The present invention relates to a toe cap for a protective shoe and, more particularly, to a reinforced, injection molded plastic toe cap.
For many years, toe caps for protective shoes have been made of thin steel sheets formed into shoe toe-shaped bodies which are sewn or otherwise attached on the inside of the leather toe cap of a shoe or boot. Steel toe caps are known to deform under vertically applied compressive or impact loads and to undertake a permanent set which, if excessive, may result in a crushing and/or cutting injury to the toes of the wearer. Attempts have been made more recently to substitute various plastic materials for steel in safety toe caps and number of prior art patents show such constructions.
One of the more relevant prior art patents is Dykeman U.S. Pat. No. 4,735,003 which describes a molded plastic toe cap made of a variety of thermoplastic and thermosetting resins, both with and without fiber reinforcement. The body of the toe cap is provided with a flexible roof region, the deflection of which under load is intended to shift stresses to the lateral and forward wall regions which are generally heavier and more capable of supporting the loads. U.S. Pat. No. 4,735,003 describes the use of a number of possible molding techniques including injection molding. Also disclosed is the use of a polyurethane plastic with glass fiber reinforcement wherein the fibers have a length in the range of 1/4 inch to 1 inch as received from the plasticizing equipment and placed in a compression mold.
British Patent Application No. 2,138,272A also discloses a protective toe cap made from an injection molded glass-filled plastic material. The specification suggests that the flow rate of the plastic material and the gate size and location be chosen to ensure that there is no molding discontinuity or weakness in the upper portion of the toe cap. However, no injection flow rate nor gate size or location is specified.
European Patent Application No. 83304046.2 describes a protective toe cap for a shoe which is molded from a plastic material that is reinforced with uniaxially aligned continuous fibers extending laterally across the roof of the cap. However, the toe cap is molded using compression molding techniques and recognizes the need to carefully orient and hold the continuous fibers so that they are not dislodged from their position during molding. Injection molding techniques would not be suitable for the manufacture of this toe cap.

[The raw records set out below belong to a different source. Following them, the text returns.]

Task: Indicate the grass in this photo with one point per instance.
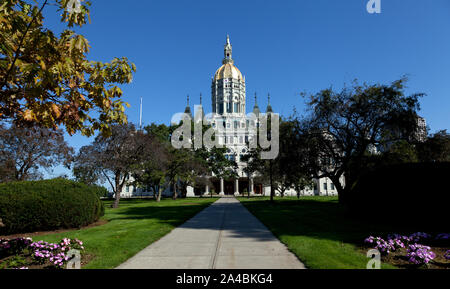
(131, 228)
(317, 230)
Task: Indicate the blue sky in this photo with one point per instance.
(282, 47)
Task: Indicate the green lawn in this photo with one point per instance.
(131, 228)
(316, 230)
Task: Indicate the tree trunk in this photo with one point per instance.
(272, 191)
(118, 191)
(175, 191)
(342, 191)
(158, 198)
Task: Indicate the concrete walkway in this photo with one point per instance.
(223, 236)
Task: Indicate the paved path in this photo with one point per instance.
(223, 236)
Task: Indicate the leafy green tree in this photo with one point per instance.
(23, 152)
(47, 79)
(114, 157)
(343, 127)
(436, 148)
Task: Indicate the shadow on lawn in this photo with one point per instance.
(327, 219)
(229, 217)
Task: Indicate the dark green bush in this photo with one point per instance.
(47, 205)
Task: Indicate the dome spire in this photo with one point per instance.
(188, 107)
(228, 52)
(256, 110)
(269, 107)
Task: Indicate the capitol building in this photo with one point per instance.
(232, 128)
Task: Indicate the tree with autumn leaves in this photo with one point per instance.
(47, 79)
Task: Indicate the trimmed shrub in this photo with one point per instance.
(47, 205)
(415, 193)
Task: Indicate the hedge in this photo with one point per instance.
(414, 193)
(47, 205)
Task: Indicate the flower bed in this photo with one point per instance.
(419, 250)
(23, 253)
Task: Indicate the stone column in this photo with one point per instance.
(236, 187)
(222, 193)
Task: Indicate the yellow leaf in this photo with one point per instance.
(56, 110)
(28, 115)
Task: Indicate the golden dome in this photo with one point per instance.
(228, 70)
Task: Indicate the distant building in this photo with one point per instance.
(228, 95)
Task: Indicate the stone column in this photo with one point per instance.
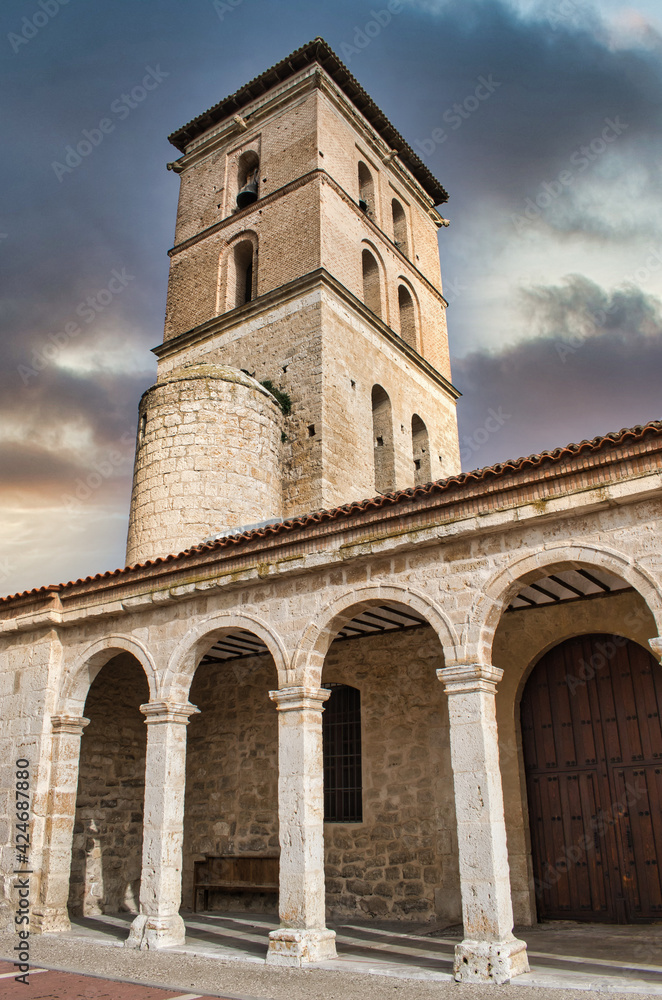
(50, 914)
(302, 936)
(159, 925)
(489, 951)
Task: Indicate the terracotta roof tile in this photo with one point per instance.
(615, 438)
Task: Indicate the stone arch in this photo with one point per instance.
(400, 227)
(318, 636)
(504, 584)
(383, 443)
(366, 187)
(77, 680)
(238, 257)
(372, 271)
(189, 650)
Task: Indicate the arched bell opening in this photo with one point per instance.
(383, 444)
(108, 827)
(366, 189)
(388, 783)
(372, 291)
(231, 847)
(241, 273)
(551, 606)
(400, 234)
(248, 169)
(407, 312)
(421, 451)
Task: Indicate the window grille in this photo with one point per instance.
(341, 740)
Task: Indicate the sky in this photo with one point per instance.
(541, 119)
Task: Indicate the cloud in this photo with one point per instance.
(592, 367)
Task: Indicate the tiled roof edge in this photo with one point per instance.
(614, 438)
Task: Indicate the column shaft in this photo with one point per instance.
(159, 925)
(50, 914)
(489, 951)
(302, 936)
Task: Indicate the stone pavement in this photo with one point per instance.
(224, 957)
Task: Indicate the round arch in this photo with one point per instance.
(320, 633)
(86, 666)
(189, 650)
(501, 588)
(226, 269)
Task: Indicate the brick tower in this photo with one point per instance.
(305, 359)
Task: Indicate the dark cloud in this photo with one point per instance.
(61, 239)
(593, 367)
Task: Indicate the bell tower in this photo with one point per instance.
(305, 358)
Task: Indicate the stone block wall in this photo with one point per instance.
(520, 640)
(107, 846)
(208, 458)
(232, 772)
(400, 863)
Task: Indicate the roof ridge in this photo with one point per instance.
(313, 51)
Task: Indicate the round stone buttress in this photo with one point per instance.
(207, 459)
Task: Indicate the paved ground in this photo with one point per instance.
(224, 957)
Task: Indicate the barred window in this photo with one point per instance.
(341, 740)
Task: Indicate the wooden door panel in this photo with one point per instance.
(592, 742)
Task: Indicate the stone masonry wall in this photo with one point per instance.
(212, 434)
(400, 863)
(520, 640)
(107, 847)
(232, 771)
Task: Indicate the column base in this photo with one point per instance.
(152, 933)
(295, 946)
(50, 920)
(490, 961)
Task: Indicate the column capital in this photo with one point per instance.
(72, 724)
(162, 712)
(295, 699)
(462, 678)
(656, 645)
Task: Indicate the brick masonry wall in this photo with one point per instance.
(107, 846)
(232, 771)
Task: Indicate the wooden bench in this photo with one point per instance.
(234, 873)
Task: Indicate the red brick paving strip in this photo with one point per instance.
(51, 985)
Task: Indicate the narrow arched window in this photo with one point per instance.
(407, 316)
(366, 189)
(421, 451)
(241, 275)
(382, 430)
(372, 293)
(400, 237)
(248, 169)
(341, 742)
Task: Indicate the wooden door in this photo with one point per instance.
(592, 740)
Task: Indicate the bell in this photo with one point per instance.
(248, 194)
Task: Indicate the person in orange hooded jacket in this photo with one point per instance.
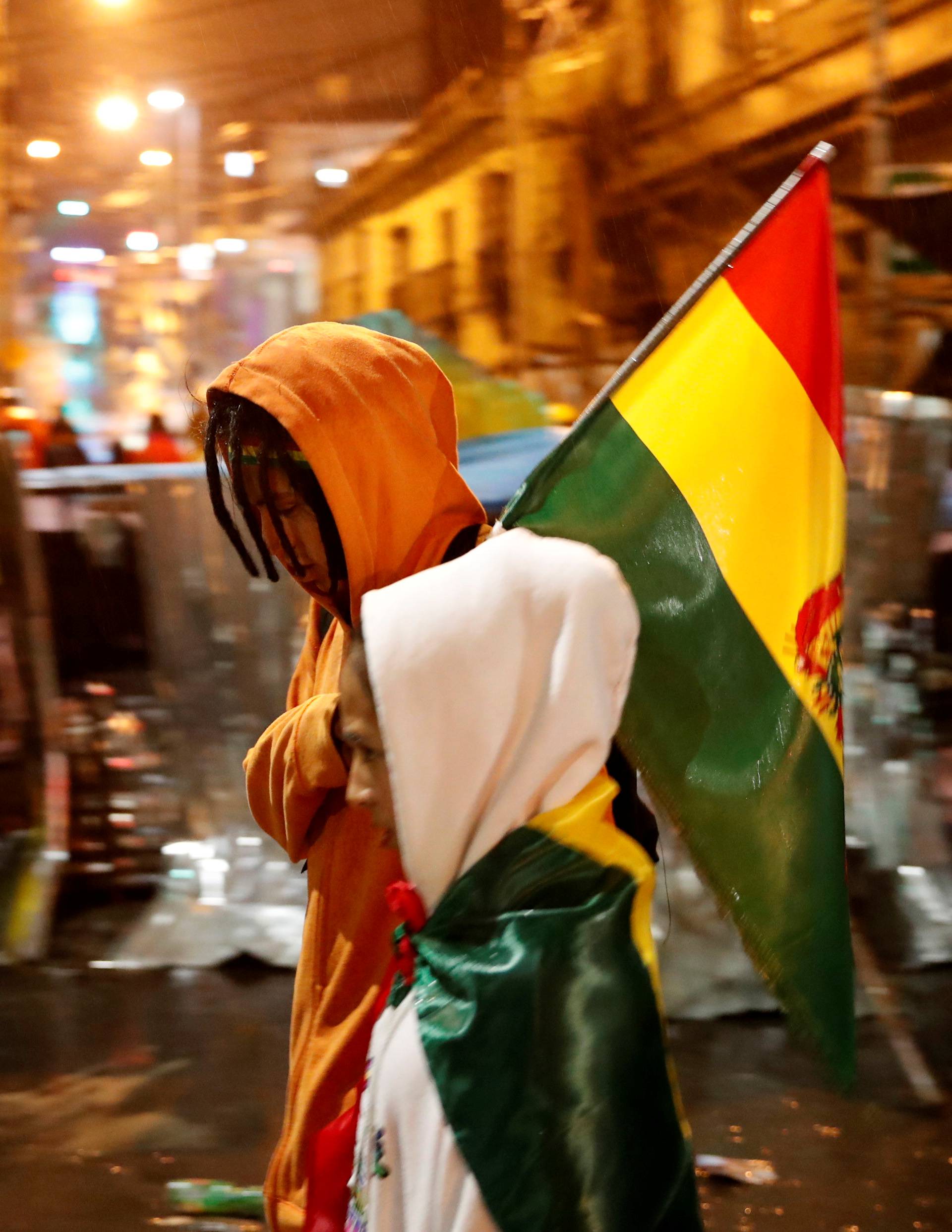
(342, 450)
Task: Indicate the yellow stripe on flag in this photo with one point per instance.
(727, 418)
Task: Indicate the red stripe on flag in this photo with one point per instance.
(786, 279)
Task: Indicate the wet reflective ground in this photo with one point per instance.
(113, 1083)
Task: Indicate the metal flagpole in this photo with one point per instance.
(819, 156)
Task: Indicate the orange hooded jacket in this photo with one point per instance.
(375, 419)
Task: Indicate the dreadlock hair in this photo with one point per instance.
(235, 422)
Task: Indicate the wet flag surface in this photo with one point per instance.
(711, 470)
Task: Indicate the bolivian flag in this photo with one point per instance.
(711, 469)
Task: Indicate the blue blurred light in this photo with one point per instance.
(75, 314)
(78, 371)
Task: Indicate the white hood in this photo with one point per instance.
(499, 681)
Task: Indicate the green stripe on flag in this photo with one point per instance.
(542, 1034)
(726, 747)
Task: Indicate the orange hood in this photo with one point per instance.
(375, 418)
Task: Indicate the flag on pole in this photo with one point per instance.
(711, 469)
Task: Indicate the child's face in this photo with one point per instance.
(368, 783)
(301, 526)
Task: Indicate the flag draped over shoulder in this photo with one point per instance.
(711, 470)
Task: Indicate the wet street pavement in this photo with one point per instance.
(113, 1083)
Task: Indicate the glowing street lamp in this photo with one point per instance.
(156, 158)
(44, 149)
(231, 245)
(332, 177)
(240, 164)
(167, 100)
(142, 242)
(78, 255)
(118, 114)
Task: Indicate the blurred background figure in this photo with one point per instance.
(62, 446)
(162, 445)
(523, 187)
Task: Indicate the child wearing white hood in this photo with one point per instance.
(518, 1077)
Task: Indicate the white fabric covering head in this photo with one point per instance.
(499, 681)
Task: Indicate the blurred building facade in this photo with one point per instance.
(547, 207)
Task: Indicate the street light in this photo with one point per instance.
(44, 149)
(239, 164)
(142, 242)
(78, 255)
(332, 177)
(118, 114)
(231, 245)
(167, 100)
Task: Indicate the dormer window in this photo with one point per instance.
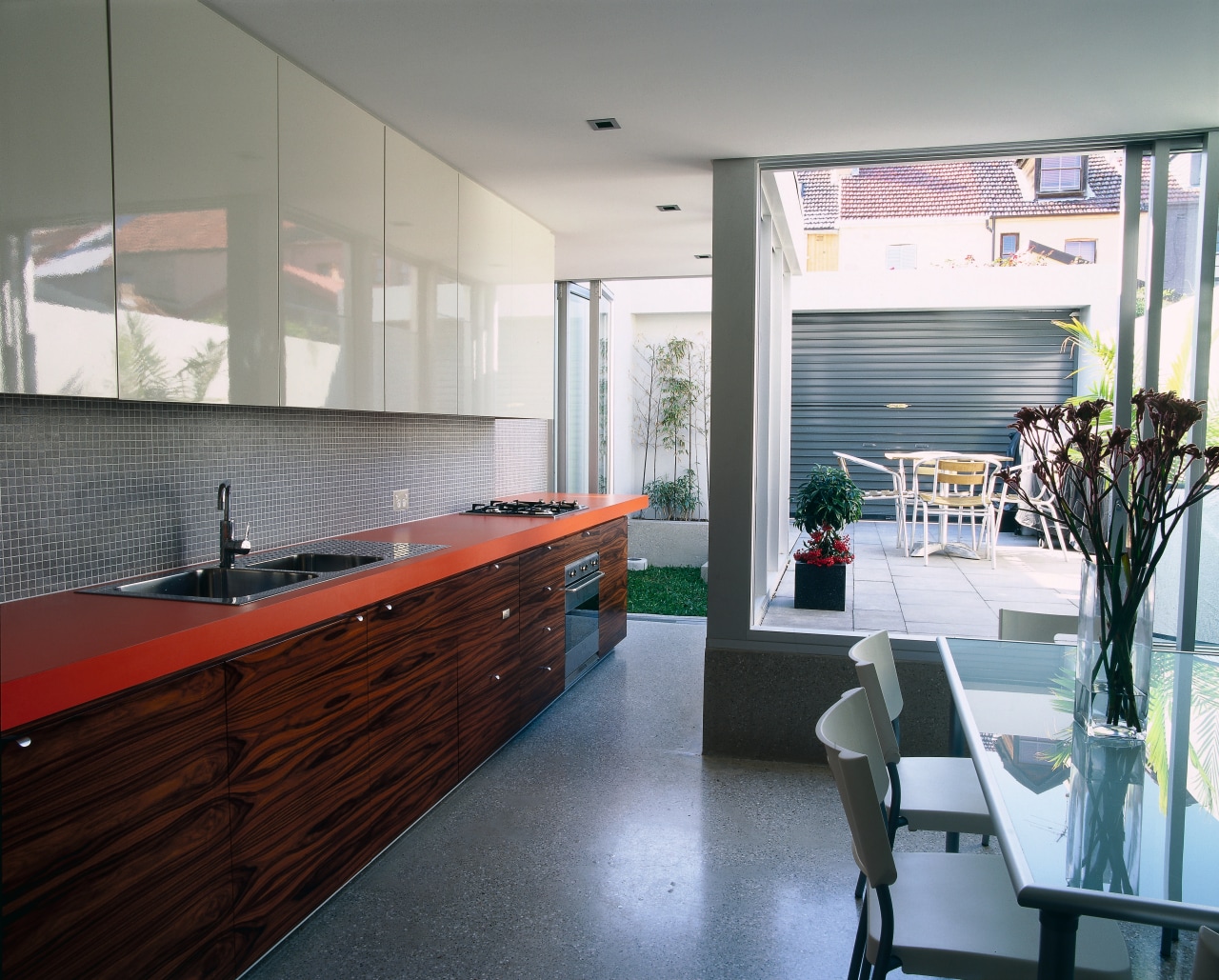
(1061, 174)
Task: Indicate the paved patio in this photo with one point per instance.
(953, 596)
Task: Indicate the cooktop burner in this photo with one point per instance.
(528, 508)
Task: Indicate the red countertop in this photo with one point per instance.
(64, 650)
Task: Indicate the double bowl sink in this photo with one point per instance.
(256, 578)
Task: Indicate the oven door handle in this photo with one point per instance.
(583, 589)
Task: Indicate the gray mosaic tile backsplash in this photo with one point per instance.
(94, 489)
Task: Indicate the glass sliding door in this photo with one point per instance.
(574, 309)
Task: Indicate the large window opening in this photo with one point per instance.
(1023, 288)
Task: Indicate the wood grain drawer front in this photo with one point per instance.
(412, 710)
(297, 717)
(114, 839)
(488, 709)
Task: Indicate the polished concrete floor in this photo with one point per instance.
(600, 844)
(943, 596)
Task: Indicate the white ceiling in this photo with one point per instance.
(501, 90)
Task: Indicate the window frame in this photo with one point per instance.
(1091, 242)
(1039, 175)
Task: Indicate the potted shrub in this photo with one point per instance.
(824, 504)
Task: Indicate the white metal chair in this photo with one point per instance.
(1041, 504)
(1039, 628)
(929, 792)
(949, 915)
(954, 486)
(896, 493)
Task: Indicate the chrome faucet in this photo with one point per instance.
(230, 547)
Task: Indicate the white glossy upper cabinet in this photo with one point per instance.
(331, 212)
(484, 270)
(526, 387)
(421, 281)
(195, 205)
(56, 217)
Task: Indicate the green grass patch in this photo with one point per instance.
(667, 591)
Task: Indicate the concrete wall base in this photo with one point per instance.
(765, 705)
(669, 543)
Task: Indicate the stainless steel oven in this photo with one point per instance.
(582, 587)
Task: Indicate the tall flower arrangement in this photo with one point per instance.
(1119, 497)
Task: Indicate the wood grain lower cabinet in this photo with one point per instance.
(612, 626)
(297, 728)
(543, 649)
(412, 709)
(114, 840)
(488, 660)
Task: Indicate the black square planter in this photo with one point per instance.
(821, 587)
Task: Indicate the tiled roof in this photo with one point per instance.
(957, 188)
(173, 231)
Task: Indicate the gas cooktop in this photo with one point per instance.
(528, 508)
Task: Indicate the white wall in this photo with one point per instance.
(649, 310)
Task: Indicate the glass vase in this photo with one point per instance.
(1113, 660)
(1105, 813)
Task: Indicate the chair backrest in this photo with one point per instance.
(846, 460)
(1039, 628)
(876, 650)
(869, 679)
(849, 739)
(1206, 956)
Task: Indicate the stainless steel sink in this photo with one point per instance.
(229, 585)
(316, 562)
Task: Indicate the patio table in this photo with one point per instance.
(954, 549)
(1089, 827)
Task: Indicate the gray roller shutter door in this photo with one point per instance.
(962, 373)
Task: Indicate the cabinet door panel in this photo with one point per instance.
(421, 281)
(613, 587)
(56, 200)
(297, 718)
(331, 194)
(543, 665)
(488, 705)
(413, 728)
(196, 204)
(114, 839)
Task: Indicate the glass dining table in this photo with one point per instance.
(1091, 827)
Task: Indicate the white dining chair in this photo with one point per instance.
(896, 492)
(1040, 502)
(954, 486)
(928, 792)
(1037, 628)
(935, 914)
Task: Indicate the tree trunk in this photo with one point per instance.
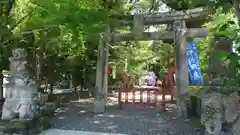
(39, 63)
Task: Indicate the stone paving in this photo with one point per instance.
(77, 116)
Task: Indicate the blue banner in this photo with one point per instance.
(194, 70)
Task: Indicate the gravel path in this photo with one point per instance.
(132, 120)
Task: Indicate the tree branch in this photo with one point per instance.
(19, 22)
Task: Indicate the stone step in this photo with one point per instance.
(73, 132)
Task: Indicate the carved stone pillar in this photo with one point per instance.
(21, 91)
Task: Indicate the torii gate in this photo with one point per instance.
(178, 35)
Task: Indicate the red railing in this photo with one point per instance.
(148, 95)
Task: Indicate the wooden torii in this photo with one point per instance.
(178, 35)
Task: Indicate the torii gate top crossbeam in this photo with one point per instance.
(166, 18)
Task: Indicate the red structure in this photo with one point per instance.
(137, 94)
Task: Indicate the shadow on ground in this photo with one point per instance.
(132, 120)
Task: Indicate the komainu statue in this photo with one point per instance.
(21, 91)
(220, 103)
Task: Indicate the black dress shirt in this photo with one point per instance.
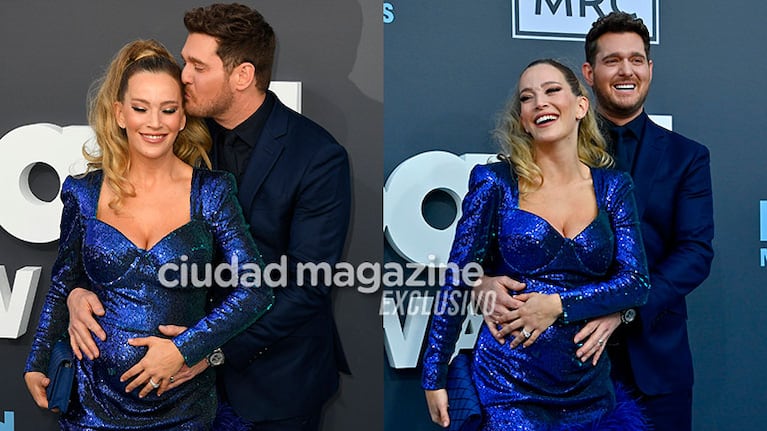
(625, 141)
(232, 148)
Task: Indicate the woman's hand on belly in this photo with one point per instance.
(161, 361)
(528, 322)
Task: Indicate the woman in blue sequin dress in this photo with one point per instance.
(131, 226)
(551, 216)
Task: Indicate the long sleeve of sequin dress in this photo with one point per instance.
(598, 271)
(144, 288)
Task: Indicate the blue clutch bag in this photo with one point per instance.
(61, 371)
(464, 408)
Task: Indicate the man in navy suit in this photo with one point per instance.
(294, 189)
(649, 351)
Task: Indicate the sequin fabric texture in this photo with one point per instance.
(126, 279)
(599, 271)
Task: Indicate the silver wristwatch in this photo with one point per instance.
(216, 358)
(628, 316)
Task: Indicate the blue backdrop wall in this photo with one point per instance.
(53, 50)
(449, 67)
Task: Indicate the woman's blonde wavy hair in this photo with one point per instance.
(111, 152)
(517, 145)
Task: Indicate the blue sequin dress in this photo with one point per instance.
(126, 279)
(599, 271)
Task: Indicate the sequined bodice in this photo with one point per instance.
(598, 271)
(141, 289)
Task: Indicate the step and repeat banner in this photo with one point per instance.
(329, 64)
(449, 68)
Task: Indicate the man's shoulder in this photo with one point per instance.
(297, 129)
(676, 139)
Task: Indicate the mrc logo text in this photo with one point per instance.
(571, 19)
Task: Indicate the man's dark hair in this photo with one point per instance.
(615, 22)
(242, 34)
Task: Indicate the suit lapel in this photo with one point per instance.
(653, 146)
(265, 155)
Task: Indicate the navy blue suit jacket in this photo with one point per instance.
(672, 181)
(296, 195)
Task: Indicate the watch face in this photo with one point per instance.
(216, 358)
(629, 315)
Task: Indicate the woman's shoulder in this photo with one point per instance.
(494, 171)
(79, 184)
(213, 178)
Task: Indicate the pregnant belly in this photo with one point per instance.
(116, 356)
(549, 367)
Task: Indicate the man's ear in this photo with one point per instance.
(244, 76)
(588, 73)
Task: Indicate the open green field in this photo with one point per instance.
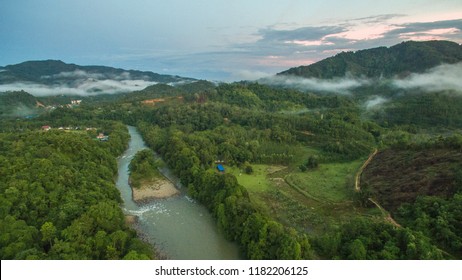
(311, 201)
(258, 181)
(332, 182)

In the United States, suitability of toe caps for new protective footwear is determined in accordance with American National Standard for Personal--Protection Protective Footwear (ANSI Z41-1991). This Standard provides, inter alia, for separate compression and impact tests, both of which apply vertical loads to the roof of the toe cap actually installed in a shoe or boot. Similar but somewhat more rigorous standards are applicable in Canada under Canadian Standards Association toe impact test Z-195 March 1984. In Europe, the test regimen is dictated by DIN standards.
The rigorous test regimens to which protective toe caps are subject has it made extremely difficult to design and build a toe cap of either steel or plastic which will consistently meet any one of the standards, much less all of them. The problem is exacerbated by variations in toe cap styles in the United States and between the United States, Canada and Europe. These styles are, in turn, dictated to some extent by variations in the styles and in the construction of shoes, both work shoes and dress shoes which are modified to include protective toe caps. There is also a desire in the industry to eliminate steel toe caps for reasons in addition to those mentioned above, such as the heat and electrically conductive properties of steel. Also, the response of steel to magnetic or electrical signals makes it undesirable for certain military and the like applications.
Thus, there is a continuing real need in the industry for a plastic toe cap to replace steel toe caps which will meet the applicable test standards and still meet the aesthetic requirements of style, shape and relatively light weight. In addition, molded plastic toe caps should desirably be capable of being made at high production rates, such as by injection molding. It is known, however, that prior injection molding techniques and materials using fiber-reinforced plastics are subject to fiber degradation and difficulty in fiber orientation necessary to optimize the strength of the final product.